Fantastic, thank you very much!

duncan · 21 February 2025 19:52

Hi @christoph.stamm,

I’m sorry it’s taken us a while to get to this, but I’ve been able to run the reproducer you posted on a Windows 10 machine with a 4060Ti and cannot reproduce the results you saw. In short, building in VSCode with oneAPI 2025.0, I get:

SYCL on NVIDIA GeForce RTX 4060 Ti
native vector width for float is : 1
preferred vector width for float is: 1

GPU: 100000000 in 302.81 ms, S = 0.19
The two operations produce the same results: true

GPU vectorized: 100000000 in 297.66 ms, S = 0.19
The two operations produce the same results: true

Then for building with 2025.0.1 in WSL, an Ubuntu 24.04 container, I get:

SYCL on NVIDIA GeForce RTX 4060 Ti
native vector width for float is : 1
preferred vector width for float is: 1

GPU: 100000000 in 325.79 ms, S = 0.17
The two operations produce the same results: true

GPU vectorized: 100000000 in 311.84 ms, S = 0.18
The two operations produce the same results: true

So we’ve been unable to see the difference. This makes sense to me as Intel’s SYCL implementation generally doesn’t have too much platform-specific handling in it.

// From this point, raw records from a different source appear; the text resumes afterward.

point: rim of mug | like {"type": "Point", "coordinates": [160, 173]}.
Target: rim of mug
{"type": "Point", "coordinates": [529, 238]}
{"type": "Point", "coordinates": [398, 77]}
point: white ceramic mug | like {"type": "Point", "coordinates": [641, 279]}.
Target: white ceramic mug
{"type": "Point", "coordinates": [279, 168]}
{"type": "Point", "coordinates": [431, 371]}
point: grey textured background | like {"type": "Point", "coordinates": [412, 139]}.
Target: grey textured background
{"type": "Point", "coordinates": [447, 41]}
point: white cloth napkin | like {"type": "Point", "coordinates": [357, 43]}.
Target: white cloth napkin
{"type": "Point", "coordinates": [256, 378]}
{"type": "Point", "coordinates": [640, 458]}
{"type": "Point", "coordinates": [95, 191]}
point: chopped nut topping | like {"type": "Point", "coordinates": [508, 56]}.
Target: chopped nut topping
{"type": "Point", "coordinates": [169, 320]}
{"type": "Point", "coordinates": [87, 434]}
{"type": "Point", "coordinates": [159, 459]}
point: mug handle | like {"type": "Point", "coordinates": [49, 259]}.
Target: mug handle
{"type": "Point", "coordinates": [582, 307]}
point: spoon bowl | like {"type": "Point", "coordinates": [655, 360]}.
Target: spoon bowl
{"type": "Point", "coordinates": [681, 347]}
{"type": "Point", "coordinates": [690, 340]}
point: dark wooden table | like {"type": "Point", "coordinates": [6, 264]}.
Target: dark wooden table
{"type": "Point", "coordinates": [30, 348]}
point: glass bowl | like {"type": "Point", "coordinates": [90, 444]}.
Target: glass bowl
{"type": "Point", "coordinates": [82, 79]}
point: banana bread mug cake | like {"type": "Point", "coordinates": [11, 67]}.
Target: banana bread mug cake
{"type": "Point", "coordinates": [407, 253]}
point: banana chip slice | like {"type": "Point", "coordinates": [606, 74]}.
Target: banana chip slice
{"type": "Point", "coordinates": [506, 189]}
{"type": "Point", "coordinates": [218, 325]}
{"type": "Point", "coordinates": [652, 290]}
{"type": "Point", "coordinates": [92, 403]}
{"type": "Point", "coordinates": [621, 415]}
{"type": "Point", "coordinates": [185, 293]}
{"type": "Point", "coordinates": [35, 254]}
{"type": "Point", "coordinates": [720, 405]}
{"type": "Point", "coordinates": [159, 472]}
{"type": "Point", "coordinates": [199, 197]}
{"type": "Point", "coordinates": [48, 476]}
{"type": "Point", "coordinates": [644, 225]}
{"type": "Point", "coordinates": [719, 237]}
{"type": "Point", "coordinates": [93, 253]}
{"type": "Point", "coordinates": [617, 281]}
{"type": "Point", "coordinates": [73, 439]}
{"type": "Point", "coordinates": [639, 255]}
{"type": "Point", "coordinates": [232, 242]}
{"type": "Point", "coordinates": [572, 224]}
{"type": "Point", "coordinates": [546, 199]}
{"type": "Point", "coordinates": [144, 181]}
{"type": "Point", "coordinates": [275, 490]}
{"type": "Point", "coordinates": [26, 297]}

One thing I did see is that the first run sometimes was slower than subsequent runs, so to get these numbers I ran the program a few times. Adding host-side loops in the code and discarding the first result should have a similar effect, just in case there’s something making the first kernel execution a bit slower than it should be.

Duncan.

sjcooke · 17 March 2025 21:35

I would like to add another data point to this issue as I am consistently seeing slow execution of SYCL kernels on Nvidia GPUs under Windows.

I compiled Intel’s OneAPI-samples/…/vector-add examples, adding -fsycl-targets=nvptx64-nvidia-cuda to the compile and link flags. I used the Nsight Compute profiler to measure only the kernel and not the data transfer overhead:

ncu -f -o profile vector-add-buffers.exe 100000000

When I view the profiles I see the following results for kernel timing and code size:

vector-add-buffers : 667ms, 1484 loc, 38 registers
vector-add-usm : 93ms, 368 loc, 36 registers

For comparison, an equivalent CUDA kernel (compiled with CUDA nvcc & VC++ 2022) gives:

vector-add-cuda : 1.74ms, 17 loc, 16 registers

The CUDA kernel is achieving around 85% of the theoretical data transfer rate, while the SYCL kernels are running more than 50 times slower, and with much higher code sizes and register use. Using buffers instead of USM causes additional overhead.

Does this give any more hints as to what the problem might be?

Simon

Software & hardware configuration:

Windows 11 24H2
OneAPI C++ Essentials Bundle (2025.0.1.28)
OneAPI for NVIDIA GPUs (2025.0.0)
CUDA Toolkit 12.5
NVIDIA RTX A6000 (driver version: 571.96)

duncan · 19 March 2025 19:23

Hi @sjcooke,

can you copy the compile command you have been using to run the code? We’ve not been able to replicate this internally so far so there might be some difference based on the compiler invocation.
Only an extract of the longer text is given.